He looks every inch the European democratic politician. But in truth, the man is nothing more than a murdering despot, like his father before him. In the 1980s, Bashar’s father Hafez, ordered his Air Force and Army to pound Hama from the air and ground. Conservative estimates show that some 40,000 people died in that attack.

Last week, 100 people, most of them children, were murdered. They were summarily executed with bullets to the back of the head. One wonders how hard they cried. Yesterday, the vile specimen of a human that is Bashar Al Assad, denied that his government, or his hired thugs (the shabiha), had anything to do with the massacre, saying that not even “monsters” would carry out such a crime.

Just like the monster Ian Huntley, who once gave an interview to Sky news about how sweet Holly and Jessica were, when they were still missing and no one had figured out he was the killer, the monster Assad says: “If we don’t feel the pain, the pain that squeezes our hearts, as I felt it, for the cruel scenes — especially the children — then we are not human beings”.

He blames foreign extremists and terrorists for the revolt that has gripped Syria over the past year and more. His remarks suggest he is still standing his ground, despite widespread international condemnation over his deadly crackdown on dissent. Even China and Russia, which have sprung to his defence in the UN on more than one occasion, are changing their tune.

The opposition and the government have exchanged accusations over the Houla killings, each blaming the other. UN investigators have said there are strong suspicions that pro-regime gunmen are responsible for at least some of the killings.

The revolt began last March with mostly peaceful protests, but a ferocious government crackdown led many in the opposition to take up arms. Now, the conflict has morphed into an armed insurgency and risks turning into a fully fledged civil war involving Sunni, Shia, Alawite and Coptic Christian elements. It has even spilled over into neighbouring Lebanon.

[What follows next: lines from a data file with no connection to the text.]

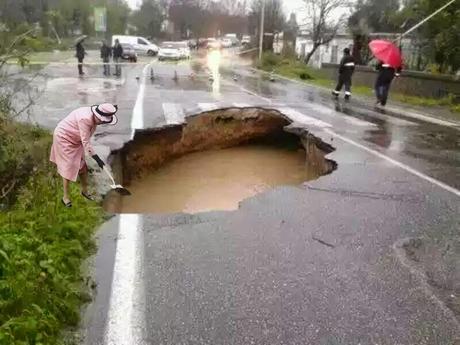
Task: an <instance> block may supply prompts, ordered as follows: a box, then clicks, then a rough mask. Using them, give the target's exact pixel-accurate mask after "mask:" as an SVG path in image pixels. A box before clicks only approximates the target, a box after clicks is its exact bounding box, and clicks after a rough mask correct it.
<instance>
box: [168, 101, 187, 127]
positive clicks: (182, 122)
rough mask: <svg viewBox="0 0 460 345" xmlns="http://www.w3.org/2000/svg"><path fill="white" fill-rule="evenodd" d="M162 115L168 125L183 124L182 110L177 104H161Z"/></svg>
mask: <svg viewBox="0 0 460 345" xmlns="http://www.w3.org/2000/svg"><path fill="white" fill-rule="evenodd" d="M163 113H164V116H165V119H166V124H168V125H180V124H182V123H184V122H185V114H184V109H183V108H182V106H181V105H180V104H178V103H163Z"/></svg>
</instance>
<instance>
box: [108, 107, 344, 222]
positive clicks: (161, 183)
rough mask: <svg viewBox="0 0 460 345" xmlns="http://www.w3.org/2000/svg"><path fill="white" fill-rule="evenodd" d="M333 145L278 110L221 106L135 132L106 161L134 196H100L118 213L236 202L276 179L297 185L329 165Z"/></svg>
mask: <svg viewBox="0 0 460 345" xmlns="http://www.w3.org/2000/svg"><path fill="white" fill-rule="evenodd" d="M333 150H334V149H333V148H332V146H330V145H328V144H326V143H324V142H323V141H321V140H320V139H319V138H317V137H315V136H313V135H312V134H310V133H309V132H308V131H307V130H306V129H305V128H302V127H298V126H297V125H296V124H293V123H291V121H290V120H289V119H288V118H287V117H285V116H284V115H283V114H281V113H280V112H278V111H276V110H270V109H263V108H247V109H236V108H229V109H220V110H215V111H211V112H206V113H201V114H198V115H195V116H191V117H188V118H187V122H186V123H185V124H183V125H173V126H165V127H162V128H156V129H149V130H142V131H138V132H136V135H135V137H134V139H133V140H132V141H131V142H129V143H128V144H127V145H125V147H123V148H122V149H121V150H120V151H118V152H115V153H114V155H113V162H112V167H113V168H114V171H115V172H116V173H117V175H118V176H119V177H122V179H123V182H124V184H126V185H127V186H128V187H129V189H130V190H131V192H132V196H129V197H124V198H119V197H117V196H116V195H115V194H114V193H112V194H109V196H108V197H107V198H106V202H105V206H106V209H107V210H109V211H111V212H116V213H143V214H151V213H154V214H155V213H157V214H158V213H161V214H163V213H180V212H184V213H198V212H206V211H212V210H235V209H237V208H238V206H239V203H240V202H241V201H242V200H244V199H247V198H249V197H252V196H255V195H257V194H259V193H262V192H264V191H267V190H269V189H272V188H274V187H276V186H286V185H300V184H301V183H302V182H305V181H310V180H313V179H316V178H318V177H320V176H322V175H325V174H329V173H331V172H332V171H334V170H335V169H336V167H337V164H336V163H335V162H333V161H331V160H329V159H327V158H326V155H327V154H328V153H330V152H332V151H333Z"/></svg>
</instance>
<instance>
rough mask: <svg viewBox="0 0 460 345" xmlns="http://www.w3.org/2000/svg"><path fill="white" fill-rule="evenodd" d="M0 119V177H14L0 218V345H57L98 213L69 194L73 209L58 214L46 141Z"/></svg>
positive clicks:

Activists say as many as 13,000 people have died in the violence. One year after the revolt began, the UN put the toll at 9,000, but hundreds more have died since. A cease-fire plan brokered by international envoy Kofi Annan is violated by both sides every day. Fears also have risen that the violence could spread and provoke a regional conflagration.

Al Qaeda-style suicide bombings have become increasingly common in Syria, and Western officials say there is little doubt that Islamist extremists, some associated with the terror network, have made inroads in Syria as instability has spread.

Assad has acknowledged there are genuine calls for reform, although the opposition says he has offered only cosmetic changes that do little to change a culture where any whisper of dissent could lead to arrest and torture. Two weights, two measures. This man has killed more people than Gaddafi could have ever hoped to, yet still, the international community sits back.